In essence, your Axis client is saying here’s a soap request, but in order to process it you MUST understand how to deal with this soap header. Per the SOAP spec, soap processors must reject messages that contain header elements that they don’t understand with a soap fault when the MustUnderstand attribute is present and set to “true”.
I think you have two options:
Modify the Axis soap client to either not send the soap header or send the header but without the MustUnderstand attribute or with the attribute set to a value of “false”

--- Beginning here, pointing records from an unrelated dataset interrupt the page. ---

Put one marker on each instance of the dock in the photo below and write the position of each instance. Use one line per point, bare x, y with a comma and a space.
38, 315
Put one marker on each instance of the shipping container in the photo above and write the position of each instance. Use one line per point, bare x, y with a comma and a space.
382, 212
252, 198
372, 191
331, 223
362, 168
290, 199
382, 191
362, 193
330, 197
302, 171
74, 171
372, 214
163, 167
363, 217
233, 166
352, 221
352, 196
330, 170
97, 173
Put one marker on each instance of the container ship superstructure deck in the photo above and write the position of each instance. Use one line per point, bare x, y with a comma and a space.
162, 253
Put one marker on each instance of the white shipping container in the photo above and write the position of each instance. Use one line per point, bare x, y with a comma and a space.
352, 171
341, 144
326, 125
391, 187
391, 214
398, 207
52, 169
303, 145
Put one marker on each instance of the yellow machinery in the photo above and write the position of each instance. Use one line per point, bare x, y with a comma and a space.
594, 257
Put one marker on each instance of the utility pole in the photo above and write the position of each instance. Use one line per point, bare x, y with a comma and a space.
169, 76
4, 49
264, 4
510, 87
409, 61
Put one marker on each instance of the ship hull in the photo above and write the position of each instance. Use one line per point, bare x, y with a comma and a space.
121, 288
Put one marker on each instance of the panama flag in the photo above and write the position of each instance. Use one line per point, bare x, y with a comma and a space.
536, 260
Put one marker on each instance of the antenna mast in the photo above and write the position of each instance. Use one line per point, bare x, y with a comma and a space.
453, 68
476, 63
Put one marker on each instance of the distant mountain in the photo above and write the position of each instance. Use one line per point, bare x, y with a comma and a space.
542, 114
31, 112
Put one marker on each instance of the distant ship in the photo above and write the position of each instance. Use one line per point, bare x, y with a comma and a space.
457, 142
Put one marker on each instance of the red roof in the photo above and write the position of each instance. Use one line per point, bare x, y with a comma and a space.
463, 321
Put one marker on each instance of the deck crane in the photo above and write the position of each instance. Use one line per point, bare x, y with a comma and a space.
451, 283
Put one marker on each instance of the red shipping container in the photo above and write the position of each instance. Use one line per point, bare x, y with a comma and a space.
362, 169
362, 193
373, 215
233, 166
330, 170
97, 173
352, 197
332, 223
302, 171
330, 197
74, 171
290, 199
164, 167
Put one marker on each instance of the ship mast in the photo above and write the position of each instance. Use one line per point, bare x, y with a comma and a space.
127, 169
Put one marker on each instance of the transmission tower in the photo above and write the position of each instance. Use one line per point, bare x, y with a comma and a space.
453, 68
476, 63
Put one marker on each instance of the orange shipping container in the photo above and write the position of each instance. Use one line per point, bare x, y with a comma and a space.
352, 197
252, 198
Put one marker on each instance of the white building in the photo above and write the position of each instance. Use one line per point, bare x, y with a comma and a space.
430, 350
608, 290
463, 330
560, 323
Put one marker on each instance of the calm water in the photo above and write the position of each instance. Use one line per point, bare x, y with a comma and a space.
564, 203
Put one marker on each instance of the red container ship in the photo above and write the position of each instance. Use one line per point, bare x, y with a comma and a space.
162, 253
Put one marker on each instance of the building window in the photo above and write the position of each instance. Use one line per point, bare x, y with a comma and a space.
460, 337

Create a custom soap processor that will process the supplied soap header as required by the client.
Hi Mark,
thanks for that reply, I’ll try the 2nd option, because that’s in my hand, I cannot change the clients to not send the “MustUnderstand”.
Regards
Rolf
I assume your organization created the web service. If so, you created its interface (input / output signature) and perhaps a WSDL file that describes that in web services terms. You also set the security model according to the needs of your application presumably in compliance with your organization’s security policies.
Assuming the above is true, you control what represents a valid request for the service you are providing not the consumer.
Now perhaps the consumer is an internal one who is following your orgnaization’s web services security policy more closely than your application is at this moment. In that case, I would accept that you need to handle the existing request differently to correctly process the header they are sending and requiring you to understand.